Mass sacking by megaphone raised the stakes in a frightening way, not just for the Gate Gourmet workers but also for BA chief executive Rod Eddington. He had good reason to fear that thousands of other airport staff might make the connection as to how this approach to negotiations might apply to them, and the problems BA would face if solidarity action continued.

Regrettably, the baggage handlers were exhorted to return to work before the promises of meaningful negotiations had had any chance of being anything more than lip service for the sacked workers.

As the Walrus explained, venture capitalists like Michael O’Leary and David Bonderman are only able to build their empire on the misery they create for workers. Unions are not an option as far as they are concerned. By smashing the unions (or at least castrating them) they hope to gain a competitive edge on those employers still nominally burdened by such things, effectively raising the stakes for any unionised workforce standing in the way of shareholder profits. The appointment of Willie Walsh as BA’s new CEO is another ominous sign for Heathrow workers, but as the Dublin airport workers showed, there is no need for it to be all one-way traffic when working class unity and solidarity prevail.

As a union activist I have been to the picket line a number of times now over the past several weeks, delivering collections and standing in solidarity with the sacked workers. Initially the pickets were very optimistic that the dispute could be resolved quickly in the face of the embarrassing exposure of the employer’s dirty tricks.

This view has now subsided, and more recently the stark realisation is hitting home that, without further escalation of solidarity actions, those who will be allowed to return to work on the bosses’ terms will effectively have been starved into submission.

To prevent these workers becoming the latest victims of the anti trade union laws, the TUC needs to launch a seriously high profile fundraising solidarity campaign to stop them being starved back to work.

The sacked workers, with the support of fellow trade unionists, need to take the audacious step of appealing directly to their fellow unionists at Heathrow and other airports for further industrial solidarity action.

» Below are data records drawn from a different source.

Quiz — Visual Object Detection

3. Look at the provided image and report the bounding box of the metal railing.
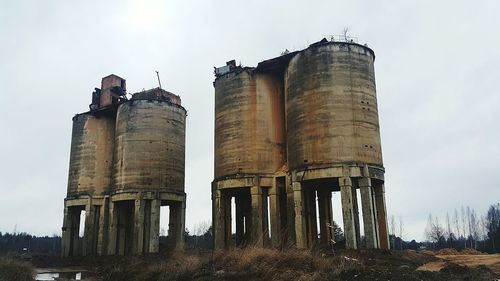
[327,34,358,44]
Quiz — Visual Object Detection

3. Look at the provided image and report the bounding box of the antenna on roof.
[156,70,161,89]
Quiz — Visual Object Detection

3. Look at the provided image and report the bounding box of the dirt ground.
[32,248,500,281]
[417,254,500,276]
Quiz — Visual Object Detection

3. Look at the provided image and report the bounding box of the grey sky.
[0,0,500,239]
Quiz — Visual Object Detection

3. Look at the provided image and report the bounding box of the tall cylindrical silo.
[68,113,115,197]
[285,42,383,170]
[214,68,286,179]
[114,93,186,192]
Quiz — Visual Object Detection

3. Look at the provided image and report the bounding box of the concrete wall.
[113,99,186,192]
[62,75,186,257]
[212,39,388,249]
[214,69,286,178]
[68,113,115,197]
[285,43,382,170]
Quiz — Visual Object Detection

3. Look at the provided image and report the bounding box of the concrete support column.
[283,175,296,245]
[303,188,318,247]
[292,182,307,249]
[142,200,151,253]
[351,185,361,244]
[241,192,252,244]
[61,204,74,257]
[132,196,145,254]
[212,188,226,250]
[269,178,282,248]
[108,199,118,255]
[169,199,186,251]
[97,197,109,256]
[234,194,245,246]
[358,177,378,249]
[374,184,390,249]
[250,185,264,247]
[82,197,96,256]
[147,199,161,253]
[318,189,333,245]
[339,177,358,249]
[222,190,233,247]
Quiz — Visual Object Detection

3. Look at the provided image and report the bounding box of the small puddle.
[35,272,85,281]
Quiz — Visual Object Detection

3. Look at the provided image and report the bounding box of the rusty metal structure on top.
[62,75,186,257]
[212,39,389,249]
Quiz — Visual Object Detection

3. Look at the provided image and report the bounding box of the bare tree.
[460,206,468,248]
[389,215,396,249]
[342,27,349,41]
[446,212,453,247]
[486,203,500,251]
[453,208,460,239]
[399,215,404,250]
[425,214,445,246]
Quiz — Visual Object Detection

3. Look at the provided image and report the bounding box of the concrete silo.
[62,75,186,256]
[212,62,286,248]
[284,42,388,248]
[213,39,389,248]
[109,88,186,254]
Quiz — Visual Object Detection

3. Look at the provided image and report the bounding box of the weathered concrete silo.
[212,63,286,248]
[65,113,115,255]
[109,88,186,253]
[62,75,186,256]
[212,39,389,248]
[285,42,388,248]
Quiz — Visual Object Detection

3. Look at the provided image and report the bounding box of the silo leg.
[250,185,264,247]
[269,178,282,248]
[374,184,389,249]
[339,177,358,249]
[292,182,307,249]
[132,195,145,254]
[358,177,378,249]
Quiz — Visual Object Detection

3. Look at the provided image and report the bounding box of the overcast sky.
[0,0,500,240]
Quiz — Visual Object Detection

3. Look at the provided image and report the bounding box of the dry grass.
[98,248,362,281]
[0,258,34,281]
[213,248,361,281]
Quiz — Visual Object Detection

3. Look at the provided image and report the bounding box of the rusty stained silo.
[62,75,121,256]
[213,65,286,248]
[109,88,186,254]
[114,91,186,193]
[284,40,388,248]
[67,113,115,198]
[62,74,186,257]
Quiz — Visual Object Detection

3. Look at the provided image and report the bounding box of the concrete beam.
[148,199,161,253]
[250,185,264,247]
[318,189,333,245]
[358,177,379,249]
[292,182,307,249]
[269,178,282,248]
[339,177,358,249]
[374,184,390,249]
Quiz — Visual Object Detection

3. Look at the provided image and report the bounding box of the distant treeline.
[0,232,61,256]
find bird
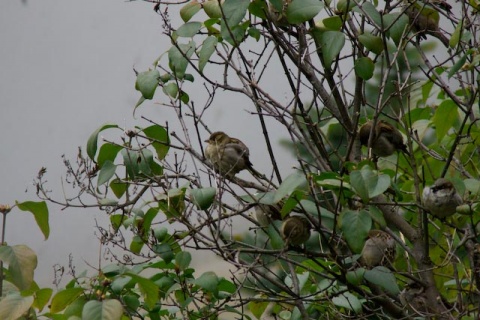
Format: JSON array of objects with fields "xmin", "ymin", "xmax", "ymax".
[
  {"xmin": 255, "ymin": 204, "xmax": 282, "ymax": 227},
  {"xmin": 358, "ymin": 120, "xmax": 409, "ymax": 157},
  {"xmin": 205, "ymin": 131, "xmax": 259, "ymax": 178},
  {"xmin": 281, "ymin": 215, "xmax": 311, "ymax": 246},
  {"xmin": 360, "ymin": 229, "xmax": 397, "ymax": 268},
  {"xmin": 405, "ymin": 1, "xmax": 451, "ymax": 47},
  {"xmin": 422, "ymin": 178, "xmax": 463, "ymax": 219}
]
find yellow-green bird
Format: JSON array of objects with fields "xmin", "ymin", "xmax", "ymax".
[{"xmin": 405, "ymin": 1, "xmax": 450, "ymax": 47}]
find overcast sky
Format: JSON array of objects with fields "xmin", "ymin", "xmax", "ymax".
[{"xmin": 0, "ymin": 0, "xmax": 289, "ymax": 286}]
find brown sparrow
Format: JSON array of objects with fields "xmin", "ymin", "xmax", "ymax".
[
  {"xmin": 282, "ymin": 216, "xmax": 311, "ymax": 246},
  {"xmin": 405, "ymin": 2, "xmax": 451, "ymax": 47},
  {"xmin": 360, "ymin": 230, "xmax": 397, "ymax": 268},
  {"xmin": 422, "ymin": 178, "xmax": 463, "ymax": 218},
  {"xmin": 358, "ymin": 120, "xmax": 408, "ymax": 157},
  {"xmin": 205, "ymin": 131, "xmax": 256, "ymax": 178}
]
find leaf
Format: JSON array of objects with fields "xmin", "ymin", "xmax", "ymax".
[
  {"xmin": 432, "ymin": 99, "xmax": 459, "ymax": 142},
  {"xmin": 222, "ymin": 0, "xmax": 250, "ymax": 28},
  {"xmin": 180, "ymin": 0, "xmax": 202, "ymax": 22},
  {"xmin": 190, "ymin": 187, "xmax": 217, "ymax": 210},
  {"xmin": 0, "ymin": 292, "xmax": 33, "ymax": 320},
  {"xmin": 353, "ymin": 2, "xmax": 382, "ymax": 26},
  {"xmin": 177, "ymin": 21, "xmax": 202, "ymax": 38},
  {"xmin": 332, "ymin": 292, "xmax": 362, "ymax": 313},
  {"xmin": 87, "ymin": 124, "xmax": 118, "ymax": 161},
  {"xmin": 364, "ymin": 266, "xmax": 400, "ymax": 295},
  {"xmin": 350, "ymin": 166, "xmax": 390, "ymax": 203},
  {"xmin": 175, "ymin": 251, "xmax": 192, "ymax": 271},
  {"xmin": 198, "ymin": 36, "xmax": 218, "ymax": 72},
  {"xmin": 358, "ymin": 33, "xmax": 383, "ymax": 54},
  {"xmin": 383, "ymin": 13, "xmax": 409, "ymax": 46},
  {"xmin": 97, "ymin": 142, "xmax": 123, "ymax": 168},
  {"xmin": 168, "ymin": 41, "xmax": 195, "ymax": 79},
  {"xmin": 135, "ymin": 70, "xmax": 160, "ymax": 100},
  {"xmin": 274, "ymin": 172, "xmax": 307, "ymax": 203},
  {"xmin": 127, "ymin": 273, "xmax": 160, "ymax": 308},
  {"xmin": 340, "ymin": 210, "xmax": 372, "ymax": 253},
  {"xmin": 286, "ymin": 0, "xmax": 324, "ymax": 24},
  {"xmin": 355, "ymin": 57, "xmax": 375, "ymax": 80},
  {"xmin": 320, "ymin": 31, "xmax": 345, "ymax": 68},
  {"xmin": 82, "ymin": 299, "xmax": 123, "ymax": 320},
  {"xmin": 97, "ymin": 160, "xmax": 117, "ymax": 188},
  {"xmin": 0, "ymin": 245, "xmax": 37, "ymax": 290},
  {"xmin": 50, "ymin": 287, "xmax": 83, "ymax": 313},
  {"xmin": 16, "ymin": 201, "xmax": 50, "ymax": 240},
  {"xmin": 142, "ymin": 124, "xmax": 170, "ymax": 160},
  {"xmin": 194, "ymin": 271, "xmax": 219, "ymax": 294}
]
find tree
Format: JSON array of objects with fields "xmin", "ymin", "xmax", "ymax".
[{"xmin": 0, "ymin": 0, "xmax": 480, "ymax": 319}]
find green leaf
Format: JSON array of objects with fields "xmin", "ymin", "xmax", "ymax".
[
  {"xmin": 332, "ymin": 292, "xmax": 362, "ymax": 313},
  {"xmin": 142, "ymin": 125, "xmax": 170, "ymax": 160},
  {"xmin": 177, "ymin": 21, "xmax": 202, "ymax": 38},
  {"xmin": 448, "ymin": 54, "xmax": 469, "ymax": 79},
  {"xmin": 33, "ymin": 288, "xmax": 53, "ymax": 310},
  {"xmin": 0, "ymin": 245, "xmax": 37, "ymax": 290},
  {"xmin": 432, "ymin": 99, "xmax": 459, "ymax": 142},
  {"xmin": 194, "ymin": 271, "xmax": 219, "ymax": 294},
  {"xmin": 97, "ymin": 160, "xmax": 117, "ymax": 188},
  {"xmin": 355, "ymin": 57, "xmax": 375, "ymax": 80},
  {"xmin": 97, "ymin": 142, "xmax": 123, "ymax": 168},
  {"xmin": 87, "ymin": 124, "xmax": 118, "ymax": 161},
  {"xmin": 190, "ymin": 187, "xmax": 217, "ymax": 210},
  {"xmin": 198, "ymin": 36, "xmax": 218, "ymax": 72},
  {"xmin": 286, "ymin": 0, "xmax": 324, "ymax": 24},
  {"xmin": 168, "ymin": 41, "xmax": 195, "ymax": 79},
  {"xmin": 345, "ymin": 268, "xmax": 365, "ymax": 286},
  {"xmin": 110, "ymin": 179, "xmax": 128, "ymax": 199},
  {"xmin": 180, "ymin": 0, "xmax": 202, "ymax": 22},
  {"xmin": 320, "ymin": 31, "xmax": 345, "ymax": 68},
  {"xmin": 364, "ymin": 266, "xmax": 400, "ymax": 296},
  {"xmin": 135, "ymin": 70, "xmax": 160, "ymax": 100},
  {"xmin": 350, "ymin": 166, "xmax": 390, "ymax": 203},
  {"xmin": 223, "ymin": 0, "xmax": 250, "ymax": 28},
  {"xmin": 274, "ymin": 172, "xmax": 307, "ymax": 203},
  {"xmin": 175, "ymin": 251, "xmax": 192, "ymax": 271},
  {"xmin": 16, "ymin": 201, "xmax": 50, "ymax": 240},
  {"xmin": 353, "ymin": 2, "xmax": 382, "ymax": 26},
  {"xmin": 340, "ymin": 210, "xmax": 372, "ymax": 253},
  {"xmin": 358, "ymin": 33, "xmax": 383, "ymax": 54},
  {"xmin": 82, "ymin": 299, "xmax": 123, "ymax": 320},
  {"xmin": 203, "ymin": 0, "xmax": 223, "ymax": 19},
  {"xmin": 322, "ymin": 16, "xmax": 343, "ymax": 31},
  {"xmin": 0, "ymin": 292, "xmax": 33, "ymax": 320},
  {"xmin": 383, "ymin": 13, "xmax": 409, "ymax": 46},
  {"xmin": 50, "ymin": 287, "xmax": 83, "ymax": 313}
]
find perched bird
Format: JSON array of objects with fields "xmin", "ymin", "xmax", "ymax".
[
  {"xmin": 358, "ymin": 120, "xmax": 408, "ymax": 157},
  {"xmin": 205, "ymin": 131, "xmax": 258, "ymax": 178},
  {"xmin": 360, "ymin": 230, "xmax": 397, "ymax": 268},
  {"xmin": 405, "ymin": 1, "xmax": 451, "ymax": 47},
  {"xmin": 255, "ymin": 204, "xmax": 282, "ymax": 227},
  {"xmin": 422, "ymin": 178, "xmax": 463, "ymax": 218},
  {"xmin": 282, "ymin": 216, "xmax": 311, "ymax": 246}
]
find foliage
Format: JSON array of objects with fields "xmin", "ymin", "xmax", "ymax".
[{"xmin": 0, "ymin": 0, "xmax": 480, "ymax": 319}]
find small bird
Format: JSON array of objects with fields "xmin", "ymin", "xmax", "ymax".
[
  {"xmin": 360, "ymin": 230, "xmax": 397, "ymax": 268},
  {"xmin": 405, "ymin": 2, "xmax": 451, "ymax": 47},
  {"xmin": 422, "ymin": 178, "xmax": 463, "ymax": 219},
  {"xmin": 358, "ymin": 120, "xmax": 409, "ymax": 157},
  {"xmin": 205, "ymin": 131, "xmax": 259, "ymax": 178},
  {"xmin": 281, "ymin": 216, "xmax": 311, "ymax": 246}
]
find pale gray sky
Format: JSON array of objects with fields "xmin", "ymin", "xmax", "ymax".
[{"xmin": 0, "ymin": 0, "xmax": 291, "ymax": 286}]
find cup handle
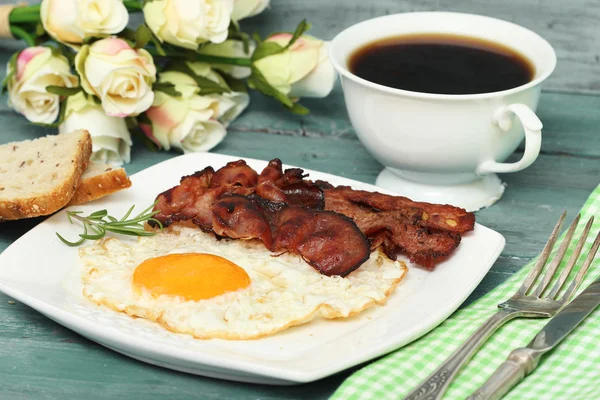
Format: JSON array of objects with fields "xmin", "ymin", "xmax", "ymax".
[{"xmin": 477, "ymin": 103, "xmax": 542, "ymax": 175}]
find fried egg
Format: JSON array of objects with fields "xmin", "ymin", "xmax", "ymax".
[{"xmin": 80, "ymin": 227, "xmax": 407, "ymax": 340}]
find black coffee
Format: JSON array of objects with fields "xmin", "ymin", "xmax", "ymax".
[{"xmin": 349, "ymin": 34, "xmax": 535, "ymax": 94}]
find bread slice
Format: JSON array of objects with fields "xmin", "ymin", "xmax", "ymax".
[
  {"xmin": 0, "ymin": 130, "xmax": 92, "ymax": 220},
  {"xmin": 67, "ymin": 162, "xmax": 131, "ymax": 206}
]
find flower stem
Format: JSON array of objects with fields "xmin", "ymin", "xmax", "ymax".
[
  {"xmin": 123, "ymin": 0, "xmax": 144, "ymax": 12},
  {"xmin": 194, "ymin": 54, "xmax": 252, "ymax": 67},
  {"xmin": 146, "ymin": 47, "xmax": 252, "ymax": 67},
  {"xmin": 10, "ymin": 26, "xmax": 35, "ymax": 47}
]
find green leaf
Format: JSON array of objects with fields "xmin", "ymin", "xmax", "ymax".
[
  {"xmin": 46, "ymin": 86, "xmax": 82, "ymax": 97},
  {"xmin": 252, "ymin": 20, "xmax": 310, "ymax": 61},
  {"xmin": 135, "ymin": 24, "xmax": 152, "ymax": 49},
  {"xmin": 248, "ymin": 66, "xmax": 294, "ymax": 108},
  {"xmin": 152, "ymin": 82, "xmax": 181, "ymax": 97},
  {"xmin": 2, "ymin": 51, "xmax": 21, "ymax": 94},
  {"xmin": 290, "ymin": 103, "xmax": 310, "ymax": 115},
  {"xmin": 252, "ymin": 42, "xmax": 285, "ymax": 61},
  {"xmin": 131, "ymin": 123, "xmax": 158, "ymax": 153},
  {"xmin": 285, "ymin": 19, "xmax": 310, "ymax": 49},
  {"xmin": 168, "ymin": 62, "xmax": 231, "ymax": 95},
  {"xmin": 248, "ymin": 66, "xmax": 310, "ymax": 115},
  {"xmin": 88, "ymin": 210, "xmax": 108, "ymax": 219},
  {"xmin": 227, "ymin": 20, "xmax": 250, "ymax": 54}
]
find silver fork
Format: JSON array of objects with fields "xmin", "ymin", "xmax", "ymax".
[{"xmin": 405, "ymin": 211, "xmax": 594, "ymax": 400}]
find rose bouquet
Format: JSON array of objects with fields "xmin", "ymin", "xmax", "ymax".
[{"xmin": 0, "ymin": 0, "xmax": 336, "ymax": 164}]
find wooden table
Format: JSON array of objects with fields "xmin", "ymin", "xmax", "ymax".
[{"xmin": 0, "ymin": 0, "xmax": 600, "ymax": 400}]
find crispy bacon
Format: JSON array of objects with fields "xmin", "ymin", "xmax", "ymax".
[
  {"xmin": 155, "ymin": 159, "xmax": 475, "ymax": 275},
  {"xmin": 210, "ymin": 160, "xmax": 258, "ymax": 187},
  {"xmin": 325, "ymin": 188, "xmax": 460, "ymax": 268},
  {"xmin": 325, "ymin": 186, "xmax": 475, "ymax": 233},
  {"xmin": 212, "ymin": 195, "xmax": 370, "ymax": 276}
]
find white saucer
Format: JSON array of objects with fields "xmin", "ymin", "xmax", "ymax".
[{"xmin": 375, "ymin": 168, "xmax": 505, "ymax": 211}]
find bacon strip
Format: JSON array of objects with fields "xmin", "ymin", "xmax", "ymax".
[
  {"xmin": 155, "ymin": 159, "xmax": 475, "ymax": 275},
  {"xmin": 212, "ymin": 195, "xmax": 370, "ymax": 276}
]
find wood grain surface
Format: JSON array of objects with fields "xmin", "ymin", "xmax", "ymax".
[{"xmin": 0, "ymin": 0, "xmax": 600, "ymax": 400}]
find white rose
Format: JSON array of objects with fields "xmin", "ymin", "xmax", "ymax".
[
  {"xmin": 144, "ymin": 0, "xmax": 233, "ymax": 50},
  {"xmin": 58, "ymin": 92, "xmax": 132, "ymax": 165},
  {"xmin": 198, "ymin": 40, "xmax": 256, "ymax": 79},
  {"xmin": 140, "ymin": 71, "xmax": 227, "ymax": 153},
  {"xmin": 7, "ymin": 47, "xmax": 77, "ymax": 124},
  {"xmin": 40, "ymin": 0, "xmax": 129, "ymax": 45},
  {"xmin": 231, "ymin": 0, "xmax": 269, "ymax": 21},
  {"xmin": 254, "ymin": 33, "xmax": 336, "ymax": 97},
  {"xmin": 187, "ymin": 62, "xmax": 250, "ymax": 127},
  {"xmin": 75, "ymin": 37, "xmax": 156, "ymax": 117}
]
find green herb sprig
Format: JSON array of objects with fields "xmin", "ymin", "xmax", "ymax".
[{"xmin": 56, "ymin": 202, "xmax": 162, "ymax": 247}]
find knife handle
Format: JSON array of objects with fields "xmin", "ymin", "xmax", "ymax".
[{"xmin": 467, "ymin": 348, "xmax": 542, "ymax": 400}]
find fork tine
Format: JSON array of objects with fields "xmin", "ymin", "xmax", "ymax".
[
  {"xmin": 517, "ymin": 210, "xmax": 567, "ymax": 296},
  {"xmin": 533, "ymin": 214, "xmax": 581, "ymax": 297},
  {"xmin": 559, "ymin": 227, "xmax": 600, "ymax": 303},
  {"xmin": 548, "ymin": 217, "xmax": 594, "ymax": 300}
]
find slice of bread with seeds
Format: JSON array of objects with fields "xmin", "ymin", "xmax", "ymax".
[
  {"xmin": 0, "ymin": 130, "xmax": 92, "ymax": 220},
  {"xmin": 67, "ymin": 162, "xmax": 131, "ymax": 206}
]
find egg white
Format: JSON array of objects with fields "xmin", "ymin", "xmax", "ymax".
[{"xmin": 80, "ymin": 228, "xmax": 407, "ymax": 340}]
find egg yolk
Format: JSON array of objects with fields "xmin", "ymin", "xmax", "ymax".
[{"xmin": 133, "ymin": 253, "xmax": 250, "ymax": 300}]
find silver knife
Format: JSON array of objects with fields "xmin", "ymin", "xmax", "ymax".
[{"xmin": 467, "ymin": 278, "xmax": 600, "ymax": 400}]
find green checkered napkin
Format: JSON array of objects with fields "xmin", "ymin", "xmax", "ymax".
[{"xmin": 332, "ymin": 186, "xmax": 600, "ymax": 400}]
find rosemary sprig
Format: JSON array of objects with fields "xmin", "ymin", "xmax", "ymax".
[{"xmin": 56, "ymin": 202, "xmax": 162, "ymax": 246}]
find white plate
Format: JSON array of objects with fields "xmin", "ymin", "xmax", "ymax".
[{"xmin": 0, "ymin": 154, "xmax": 505, "ymax": 384}]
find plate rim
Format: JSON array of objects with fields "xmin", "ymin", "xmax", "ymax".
[{"xmin": 0, "ymin": 153, "xmax": 506, "ymax": 384}]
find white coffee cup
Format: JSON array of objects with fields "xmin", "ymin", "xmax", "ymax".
[{"xmin": 329, "ymin": 12, "xmax": 556, "ymax": 211}]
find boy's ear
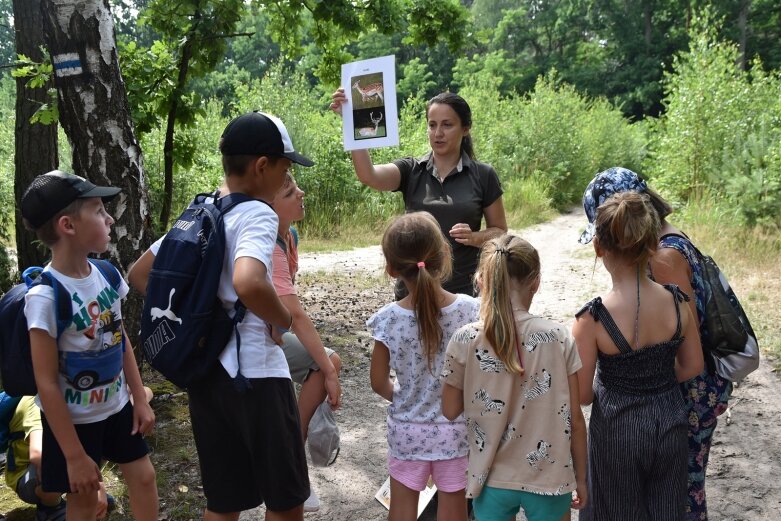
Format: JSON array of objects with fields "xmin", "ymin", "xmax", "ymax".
[
  {"xmin": 531, "ymin": 273, "xmax": 542, "ymax": 295},
  {"xmin": 54, "ymin": 215, "xmax": 76, "ymax": 235},
  {"xmin": 253, "ymin": 156, "xmax": 268, "ymax": 174},
  {"xmin": 591, "ymin": 237, "xmax": 605, "ymax": 257}
]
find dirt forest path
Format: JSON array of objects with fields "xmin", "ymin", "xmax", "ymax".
[{"xmin": 242, "ymin": 210, "xmax": 781, "ymax": 521}]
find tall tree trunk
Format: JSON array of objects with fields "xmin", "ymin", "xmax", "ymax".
[
  {"xmin": 43, "ymin": 0, "xmax": 151, "ymax": 344},
  {"xmin": 13, "ymin": 0, "xmax": 58, "ymax": 271},
  {"xmin": 160, "ymin": 32, "xmax": 194, "ymax": 230},
  {"xmin": 738, "ymin": 0, "xmax": 751, "ymax": 71}
]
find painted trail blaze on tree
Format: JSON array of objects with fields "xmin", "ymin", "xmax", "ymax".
[
  {"xmin": 43, "ymin": 0, "xmax": 149, "ymax": 267},
  {"xmin": 42, "ymin": 0, "xmax": 151, "ymax": 340}
]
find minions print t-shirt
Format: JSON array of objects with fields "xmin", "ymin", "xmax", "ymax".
[{"xmin": 24, "ymin": 265, "xmax": 129, "ymax": 424}]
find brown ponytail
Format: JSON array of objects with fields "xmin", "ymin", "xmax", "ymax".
[{"xmin": 594, "ymin": 192, "xmax": 661, "ymax": 265}]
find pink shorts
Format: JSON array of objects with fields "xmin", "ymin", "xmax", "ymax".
[{"xmin": 388, "ymin": 456, "xmax": 469, "ymax": 492}]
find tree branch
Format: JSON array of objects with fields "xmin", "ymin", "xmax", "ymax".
[{"xmin": 198, "ymin": 31, "xmax": 255, "ymax": 41}]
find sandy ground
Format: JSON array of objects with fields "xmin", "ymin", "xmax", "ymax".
[{"xmin": 242, "ymin": 207, "xmax": 781, "ymax": 521}]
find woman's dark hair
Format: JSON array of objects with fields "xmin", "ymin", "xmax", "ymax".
[{"xmin": 426, "ymin": 92, "xmax": 475, "ymax": 159}]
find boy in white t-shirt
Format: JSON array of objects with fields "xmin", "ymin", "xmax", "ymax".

If we don’t want to join in on this relentless race to the bottom for workers then we need to relearn how to win fellow workers to take solidarity actions. Solidarity strikes are the kind of action that employers fear most of all (that’s why there is a law against them). It is this type of action that shows workers just how useful and potentially powerful they really are, and is the only way to force profit-hungry bosses to treat workers with the respect and dignity they deserve.